Monday, February 1, 2016

Executing Well

Regardless of the industry you're in or the role you have executing well is crucial for you to be successful. It's also, very difficult and takes rigor to do well. He's some tips on how to execute well.

Understand what you're being asked for

This sounds obvious, but it's amazing how often during the course of a day I see a group people walk away from the same conversation with different understandings of the expectations on them and their team. It's important to ask clarifying questions and even more important to repeat back what you're being asked for so that the other person can validate or correct your assumptions. One tip to do this well is to simply restate the action items at the end of a meeting or conversation.

If, when you're asked for something, the person doesn't specify a time don't assume that you can do it whenever you want. Ask what the expectation is for you to deliver and if it's unreasonable, negotiate.

Take Notes

Your memory is not as good as you think it is. The context that seems obvious in the moment isn't going to be obvious 4 hours or 4 days later. The details about your initial approach may not be clear later.

Don't make assumptions

If you're not 100% sure about something clarify it. Making assumptions is always a losing bet. Best case scenario you're assumption was correct and you lost a non-tangible amount of time clarifying your assumption. Worst case scenario your assumption was incorrect and you were going to do the wrong thing or do something that is sub optimal.

Follow Up 

It's important to remember that your stakeholders job isn't to be in your problem space 100% of the time. That's your job. The farther up the management chain you go the more your space is competing for the attention of your stakeholder. You should assume your space is not the highest priority right now for the other person.
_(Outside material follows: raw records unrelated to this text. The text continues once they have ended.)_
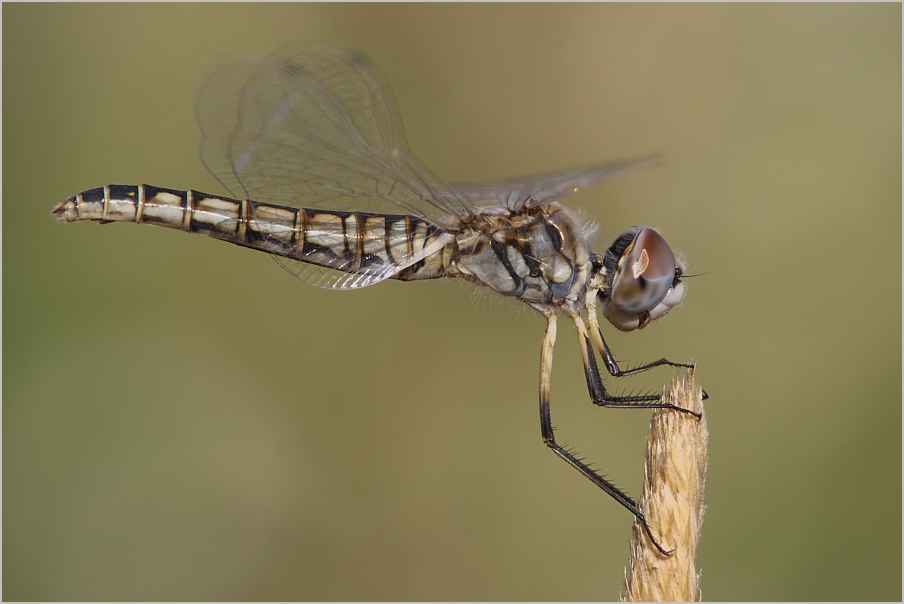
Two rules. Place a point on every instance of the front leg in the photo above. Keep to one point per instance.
(598, 393)
(549, 342)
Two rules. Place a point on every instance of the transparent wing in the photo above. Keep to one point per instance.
(542, 189)
(317, 127)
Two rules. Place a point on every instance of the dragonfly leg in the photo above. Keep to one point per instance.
(606, 354)
(598, 393)
(546, 429)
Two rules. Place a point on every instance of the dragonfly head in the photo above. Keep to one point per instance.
(643, 279)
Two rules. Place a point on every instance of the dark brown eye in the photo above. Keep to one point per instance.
(646, 272)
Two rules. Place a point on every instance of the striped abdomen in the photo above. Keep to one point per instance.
(352, 242)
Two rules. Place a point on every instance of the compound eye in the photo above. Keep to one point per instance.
(645, 273)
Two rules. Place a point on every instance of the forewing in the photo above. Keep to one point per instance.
(542, 189)
(316, 127)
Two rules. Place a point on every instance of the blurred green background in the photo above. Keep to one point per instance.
(182, 420)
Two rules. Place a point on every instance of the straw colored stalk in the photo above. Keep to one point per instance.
(672, 500)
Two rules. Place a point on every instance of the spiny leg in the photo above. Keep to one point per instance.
(611, 365)
(549, 342)
(598, 393)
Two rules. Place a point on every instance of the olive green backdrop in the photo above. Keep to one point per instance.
(183, 420)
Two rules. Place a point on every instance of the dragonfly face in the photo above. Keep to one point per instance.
(311, 145)
(644, 279)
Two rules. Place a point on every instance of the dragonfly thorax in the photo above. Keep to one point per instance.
(537, 254)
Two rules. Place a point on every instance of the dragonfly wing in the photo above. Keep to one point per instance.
(317, 127)
(542, 189)
(336, 278)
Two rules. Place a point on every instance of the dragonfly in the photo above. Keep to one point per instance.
(311, 146)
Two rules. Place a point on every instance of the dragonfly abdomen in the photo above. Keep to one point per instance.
(354, 242)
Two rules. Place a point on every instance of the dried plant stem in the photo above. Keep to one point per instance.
(672, 500)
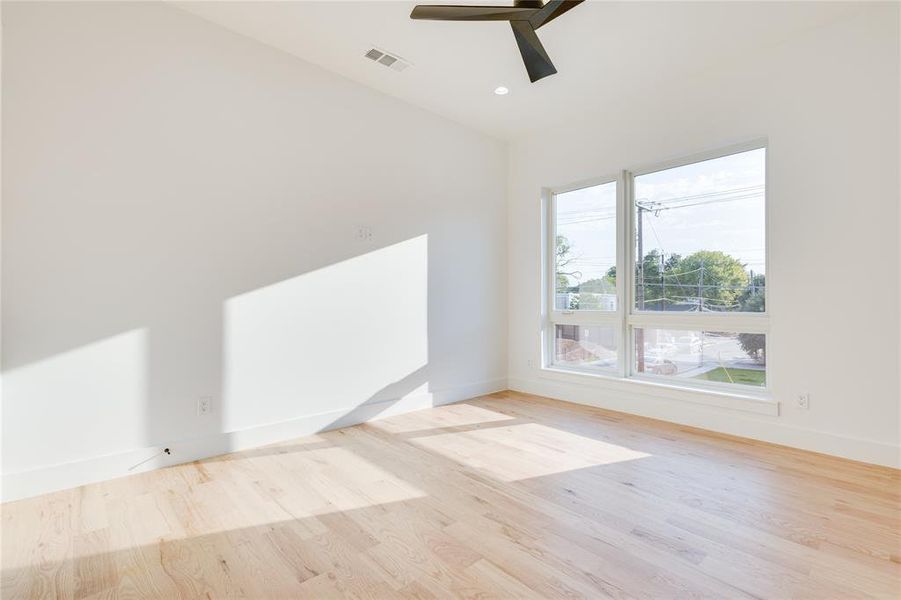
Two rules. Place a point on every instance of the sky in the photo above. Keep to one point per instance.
(716, 204)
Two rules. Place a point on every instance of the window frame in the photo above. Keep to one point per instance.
(626, 318)
(613, 318)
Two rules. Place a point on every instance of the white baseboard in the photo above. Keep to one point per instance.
(757, 427)
(43, 480)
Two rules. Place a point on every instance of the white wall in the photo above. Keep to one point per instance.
(181, 210)
(828, 102)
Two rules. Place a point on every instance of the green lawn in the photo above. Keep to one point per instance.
(745, 376)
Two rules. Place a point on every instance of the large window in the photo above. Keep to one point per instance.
(684, 300)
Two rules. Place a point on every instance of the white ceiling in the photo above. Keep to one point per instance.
(602, 50)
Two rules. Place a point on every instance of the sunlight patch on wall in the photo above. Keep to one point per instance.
(328, 340)
(514, 452)
(76, 391)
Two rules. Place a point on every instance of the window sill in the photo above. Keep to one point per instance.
(760, 403)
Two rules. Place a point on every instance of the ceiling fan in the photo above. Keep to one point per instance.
(525, 17)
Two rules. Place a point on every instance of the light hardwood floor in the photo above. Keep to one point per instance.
(503, 496)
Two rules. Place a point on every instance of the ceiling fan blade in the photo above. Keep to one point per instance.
(551, 10)
(472, 13)
(538, 63)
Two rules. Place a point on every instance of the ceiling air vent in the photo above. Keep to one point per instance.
(392, 61)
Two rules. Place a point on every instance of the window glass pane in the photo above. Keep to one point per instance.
(701, 231)
(585, 346)
(585, 254)
(738, 358)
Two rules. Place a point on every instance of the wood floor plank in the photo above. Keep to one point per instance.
(504, 496)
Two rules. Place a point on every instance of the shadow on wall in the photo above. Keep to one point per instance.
(338, 344)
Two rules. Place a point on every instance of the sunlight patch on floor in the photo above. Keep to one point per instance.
(514, 452)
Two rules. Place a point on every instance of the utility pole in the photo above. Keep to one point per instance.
(639, 291)
(662, 278)
(701, 308)
(701, 288)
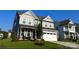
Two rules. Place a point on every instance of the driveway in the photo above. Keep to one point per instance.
(68, 44)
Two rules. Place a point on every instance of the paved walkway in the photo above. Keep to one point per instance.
(68, 44)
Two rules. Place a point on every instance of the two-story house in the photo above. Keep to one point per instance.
(25, 24)
(67, 29)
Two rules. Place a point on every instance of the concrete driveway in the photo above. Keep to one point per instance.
(68, 44)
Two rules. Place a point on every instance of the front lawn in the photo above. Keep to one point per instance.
(6, 43)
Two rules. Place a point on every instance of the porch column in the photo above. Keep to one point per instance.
(20, 38)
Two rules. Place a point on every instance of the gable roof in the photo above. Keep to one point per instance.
(41, 17)
(65, 22)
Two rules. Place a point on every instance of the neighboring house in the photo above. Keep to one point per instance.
(3, 34)
(67, 29)
(9, 34)
(25, 24)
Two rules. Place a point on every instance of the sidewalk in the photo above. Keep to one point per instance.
(68, 44)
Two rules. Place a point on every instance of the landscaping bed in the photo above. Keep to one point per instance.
(8, 44)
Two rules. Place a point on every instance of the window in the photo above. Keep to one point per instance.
(45, 24)
(29, 22)
(51, 33)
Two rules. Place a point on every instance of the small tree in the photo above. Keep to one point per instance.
(39, 34)
(39, 30)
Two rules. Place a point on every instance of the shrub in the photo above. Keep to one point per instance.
(39, 42)
(77, 41)
(13, 36)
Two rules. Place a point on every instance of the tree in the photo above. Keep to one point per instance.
(39, 31)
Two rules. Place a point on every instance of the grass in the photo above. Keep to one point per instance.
(7, 44)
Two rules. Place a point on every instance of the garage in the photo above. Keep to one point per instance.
(50, 36)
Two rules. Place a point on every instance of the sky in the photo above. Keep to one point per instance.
(7, 16)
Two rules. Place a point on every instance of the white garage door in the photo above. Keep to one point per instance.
(50, 36)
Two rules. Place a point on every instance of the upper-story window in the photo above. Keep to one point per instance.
(50, 25)
(29, 22)
(24, 22)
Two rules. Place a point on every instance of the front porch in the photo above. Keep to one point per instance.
(69, 35)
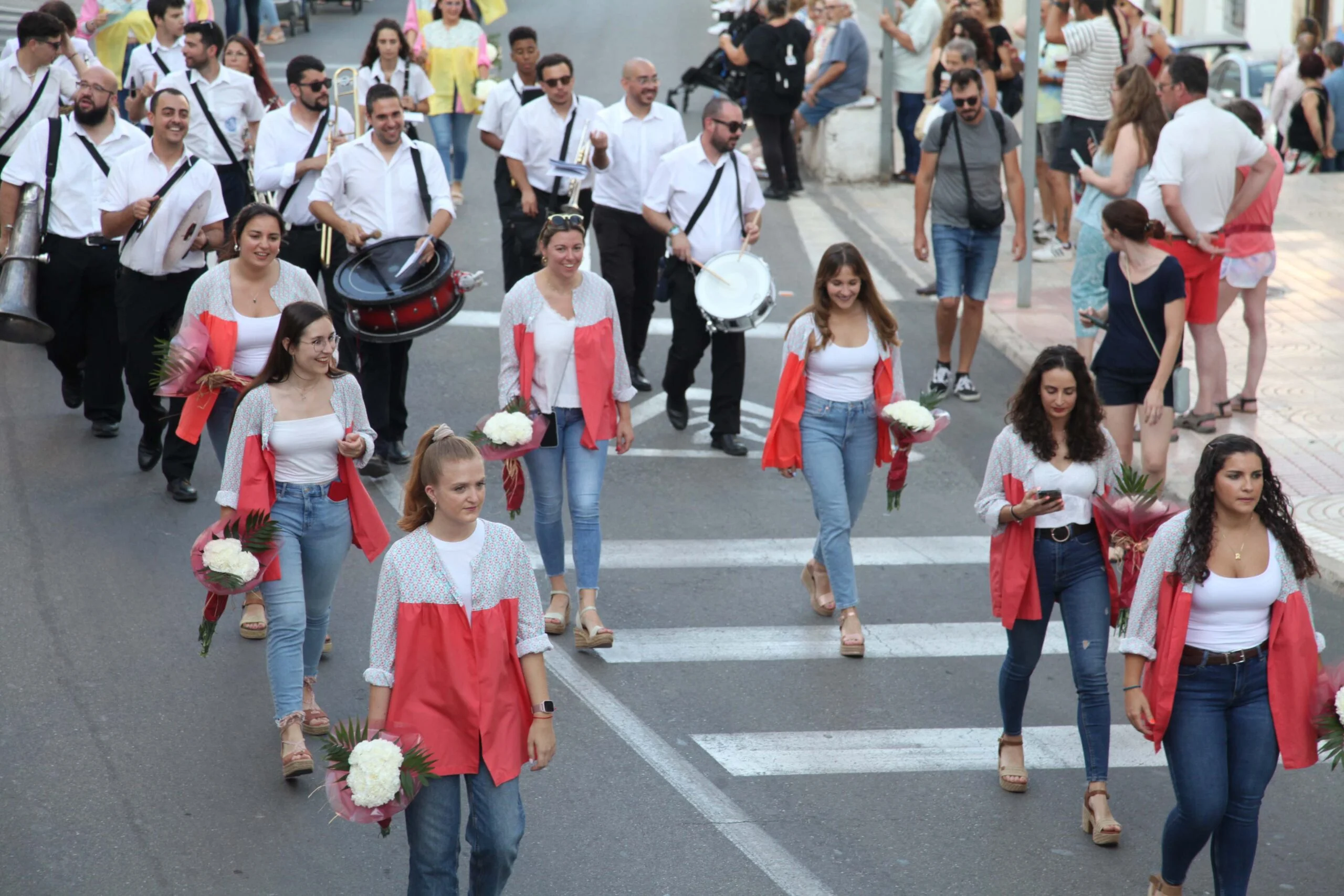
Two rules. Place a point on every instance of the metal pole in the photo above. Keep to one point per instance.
(889, 87)
(1028, 145)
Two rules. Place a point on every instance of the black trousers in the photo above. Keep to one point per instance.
(76, 299)
(690, 339)
(629, 250)
(148, 309)
(779, 150)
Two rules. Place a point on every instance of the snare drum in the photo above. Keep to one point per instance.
(742, 299)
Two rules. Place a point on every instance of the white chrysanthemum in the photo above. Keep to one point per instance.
(913, 416)
(508, 428)
(374, 777)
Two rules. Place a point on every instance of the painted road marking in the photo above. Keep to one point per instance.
(848, 753)
(745, 644)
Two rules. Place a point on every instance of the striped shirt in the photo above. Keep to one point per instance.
(1093, 57)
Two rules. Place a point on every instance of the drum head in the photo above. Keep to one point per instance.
(186, 233)
(370, 276)
(745, 282)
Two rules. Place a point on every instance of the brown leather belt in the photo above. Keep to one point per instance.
(1199, 657)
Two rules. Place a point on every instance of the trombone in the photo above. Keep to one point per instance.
(343, 85)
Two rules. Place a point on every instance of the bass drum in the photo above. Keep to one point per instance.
(385, 308)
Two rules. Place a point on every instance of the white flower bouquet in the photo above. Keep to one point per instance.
(373, 779)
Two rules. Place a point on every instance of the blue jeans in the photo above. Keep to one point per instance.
(1222, 753)
(964, 261)
(452, 133)
(494, 832)
(316, 537)
(839, 445)
(909, 105)
(569, 464)
(1070, 574)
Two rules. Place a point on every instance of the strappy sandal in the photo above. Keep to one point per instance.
(848, 647)
(810, 582)
(250, 629)
(1014, 772)
(558, 623)
(591, 637)
(1096, 825)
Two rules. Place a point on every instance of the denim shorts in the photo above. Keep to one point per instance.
(964, 260)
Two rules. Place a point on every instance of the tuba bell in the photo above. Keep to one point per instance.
(19, 275)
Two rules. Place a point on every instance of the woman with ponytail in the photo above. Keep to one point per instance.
(456, 660)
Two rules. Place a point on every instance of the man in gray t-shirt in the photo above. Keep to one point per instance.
(979, 141)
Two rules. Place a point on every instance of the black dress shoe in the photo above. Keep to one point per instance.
(375, 468)
(71, 390)
(678, 412)
(729, 445)
(182, 491)
(151, 449)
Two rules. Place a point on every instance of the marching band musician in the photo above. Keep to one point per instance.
(702, 218)
(392, 186)
(502, 107)
(542, 132)
(640, 132)
(76, 287)
(148, 194)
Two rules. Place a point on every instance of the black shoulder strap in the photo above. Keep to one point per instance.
(214, 125)
(23, 116)
(312, 148)
(423, 183)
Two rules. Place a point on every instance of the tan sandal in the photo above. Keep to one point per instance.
(1015, 772)
(252, 629)
(591, 637)
(557, 623)
(1096, 825)
(848, 647)
(810, 582)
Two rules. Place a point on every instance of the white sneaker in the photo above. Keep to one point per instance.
(1054, 251)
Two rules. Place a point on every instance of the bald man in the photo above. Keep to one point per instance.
(76, 288)
(639, 131)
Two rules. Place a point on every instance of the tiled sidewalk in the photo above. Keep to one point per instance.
(1301, 417)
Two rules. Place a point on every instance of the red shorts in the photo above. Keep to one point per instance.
(1202, 272)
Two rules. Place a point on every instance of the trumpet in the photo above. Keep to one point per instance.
(343, 85)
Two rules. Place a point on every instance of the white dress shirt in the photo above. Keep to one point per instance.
(381, 195)
(1201, 150)
(416, 87)
(682, 181)
(78, 178)
(233, 101)
(537, 133)
(138, 175)
(142, 68)
(17, 90)
(502, 105)
(281, 143)
(635, 150)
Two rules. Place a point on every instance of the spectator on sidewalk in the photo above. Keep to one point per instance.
(1119, 166)
(1191, 187)
(843, 75)
(1246, 269)
(913, 30)
(965, 151)
(1095, 39)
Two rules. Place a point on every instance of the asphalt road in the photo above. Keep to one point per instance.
(130, 765)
You should also assume that your space is crucial for their and your teams success.

Even if you haven't started a particular ask or aren't complete, give periodic updates. Don't wait to be asked. This helps those that are relying on you to have confidence that you're thinking about the problem and are going to deliver on the ask. It also empowers others to help you by removing roadblocks, taking other lower priority tasks off your plate, identifying dependencies that you're unaware of, or helping to manage expectations with others.

When you see a problem, do something about it

You should assume that the problem also affects someone else and that the others affected aren't empowered to do something about it. You should also assume that no one else is going to do something about it. Don't leave broken windows unfixed.

Know your stakeholders

Understanding the level of abstraction your stakeholders work at is key to executing well. The people responsible for solving the problem will want to talk about the details and the methods used to deliver. As you communicate up the management chain you should transition what you talk about from the more intricate details to timelines, dependencies, and risks involved in executing.